Afin de maîtriser les dépenses liées au grand âge, l'instance préconise également une « approche globale de l'offre des secteurs sanitaire et médico-social, qui permette de faire face aux considérables disparités d'équipement sur le territoire ». Des instruments de régulation et des programmes d'équipements existent bien, notamment dans le cadre du « plan solidarité grand âge » (4). Mais cela suppose une « attribution très sélective des mesures nouvelles de créations de places sanitaires et médico-sociales et une forte coordination nationale de leurs répartitions respectives », explique-t-elle. Aussi les agences régionales de santé (ARS), récemment créées (5), auront-elles un rôle décisif à jouer en ce domaine.
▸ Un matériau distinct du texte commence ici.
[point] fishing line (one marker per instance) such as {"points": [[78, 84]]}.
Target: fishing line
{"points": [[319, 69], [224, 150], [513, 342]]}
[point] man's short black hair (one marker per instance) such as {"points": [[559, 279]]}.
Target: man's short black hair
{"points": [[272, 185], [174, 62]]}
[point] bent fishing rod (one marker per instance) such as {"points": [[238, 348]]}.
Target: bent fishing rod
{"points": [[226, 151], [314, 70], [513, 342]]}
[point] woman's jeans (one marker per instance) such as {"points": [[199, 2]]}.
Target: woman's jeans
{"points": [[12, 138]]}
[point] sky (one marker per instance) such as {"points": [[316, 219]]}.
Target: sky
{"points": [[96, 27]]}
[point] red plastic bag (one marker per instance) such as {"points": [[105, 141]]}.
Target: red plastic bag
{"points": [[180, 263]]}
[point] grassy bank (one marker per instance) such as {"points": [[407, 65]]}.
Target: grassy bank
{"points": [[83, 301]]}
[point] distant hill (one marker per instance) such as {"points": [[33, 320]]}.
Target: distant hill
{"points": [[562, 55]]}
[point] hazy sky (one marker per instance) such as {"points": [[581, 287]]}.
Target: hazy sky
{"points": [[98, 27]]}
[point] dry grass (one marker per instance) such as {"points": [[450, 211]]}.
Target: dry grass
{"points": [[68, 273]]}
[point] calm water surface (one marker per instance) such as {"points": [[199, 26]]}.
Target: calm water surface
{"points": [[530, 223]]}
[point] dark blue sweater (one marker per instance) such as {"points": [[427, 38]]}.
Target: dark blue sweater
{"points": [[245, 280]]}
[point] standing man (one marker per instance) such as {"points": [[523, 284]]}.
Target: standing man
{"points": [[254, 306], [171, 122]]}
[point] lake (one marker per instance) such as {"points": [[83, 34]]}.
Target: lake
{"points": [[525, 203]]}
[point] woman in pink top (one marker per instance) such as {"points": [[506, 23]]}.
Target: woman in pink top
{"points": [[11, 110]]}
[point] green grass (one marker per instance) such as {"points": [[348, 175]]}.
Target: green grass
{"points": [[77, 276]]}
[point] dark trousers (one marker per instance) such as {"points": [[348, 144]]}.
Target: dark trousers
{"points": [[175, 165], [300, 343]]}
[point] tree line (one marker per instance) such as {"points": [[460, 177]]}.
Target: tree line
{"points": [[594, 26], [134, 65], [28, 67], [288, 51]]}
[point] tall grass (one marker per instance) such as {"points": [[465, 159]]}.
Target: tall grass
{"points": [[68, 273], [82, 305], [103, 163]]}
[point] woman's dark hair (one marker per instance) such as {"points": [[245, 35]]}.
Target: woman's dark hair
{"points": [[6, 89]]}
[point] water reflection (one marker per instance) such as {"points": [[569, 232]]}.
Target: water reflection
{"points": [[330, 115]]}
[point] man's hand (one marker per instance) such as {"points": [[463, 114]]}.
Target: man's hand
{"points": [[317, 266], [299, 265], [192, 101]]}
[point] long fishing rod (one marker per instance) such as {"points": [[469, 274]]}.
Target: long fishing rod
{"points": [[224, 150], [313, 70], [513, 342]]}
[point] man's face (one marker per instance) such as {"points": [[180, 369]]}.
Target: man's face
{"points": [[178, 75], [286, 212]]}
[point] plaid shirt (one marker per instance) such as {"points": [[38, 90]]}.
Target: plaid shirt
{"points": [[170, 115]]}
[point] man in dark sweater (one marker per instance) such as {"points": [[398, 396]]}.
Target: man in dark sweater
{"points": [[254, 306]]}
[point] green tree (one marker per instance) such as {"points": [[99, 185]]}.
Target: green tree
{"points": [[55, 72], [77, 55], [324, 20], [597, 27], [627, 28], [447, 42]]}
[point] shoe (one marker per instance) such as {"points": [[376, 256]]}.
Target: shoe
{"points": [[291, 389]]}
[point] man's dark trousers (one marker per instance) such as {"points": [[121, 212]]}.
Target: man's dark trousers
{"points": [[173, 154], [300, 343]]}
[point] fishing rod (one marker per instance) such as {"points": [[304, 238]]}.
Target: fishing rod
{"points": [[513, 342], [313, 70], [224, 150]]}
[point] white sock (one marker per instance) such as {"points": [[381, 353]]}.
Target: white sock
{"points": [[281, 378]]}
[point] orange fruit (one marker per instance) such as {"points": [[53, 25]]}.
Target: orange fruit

Le Haut Conseil suggère en outre de « trouver les voies d'une gestion harmonisée de l'offre sanitaire et de l'intervention sociale » car « l'optimisation du soin, et du même coup de la dépense d'assurance maladie, dépend [...] de la capacité à déployer simultanément l'effort de solidarité sur les trois volets que sont la prise en charge des soins, de la perte d'autonomie et des frais d'hébergement ». Les ARS pouvant là encore jouer un rôle essentiel. L'instance estime enfin qu'un meilleur accompagnement de la perte d'autonomie peut constituer un « puissant levier d'efficience de la dépense d'assurance maladie. A condition bien sûr que ses modalités d'engagement soient conçues en complémentarité étroite avec la réponse aux besoins de soins et sans rupture dans la continuité des financements. »

Notes

(1) « Vieillissement, longévité et assurance maladie » - Disponible sur www.securite-sociale.fr.

(2) Cette situation peut notamment s'expliquer par le fait que près de 12 % de ces personnes déclaraient ne pas avoir de couverture complémentaire santé, selon une enquête menée en 2006 par l'Institut de recherche et de documentation en économie de la santé. Les raisons à cela : entre autres, le niveau des primes, qui constitue un frein, couplé aux faibles revenus de ce public.

(3) D'après l'avis, « l'écart de la dépense individuelle moyenne entre 70 et 90 ans est par exemple supérieur au double de l'écart constaté entre 50 et 70 ans » .

(4) Voir ASH n° 2548 du 2-06-06, p. 5 et n° 2462 du 30-06-06, p. 13.

(5) Voir ASH n° 2654 du 9-04-10, p. 39 et n° 2655 du 16-04-10, p. 37.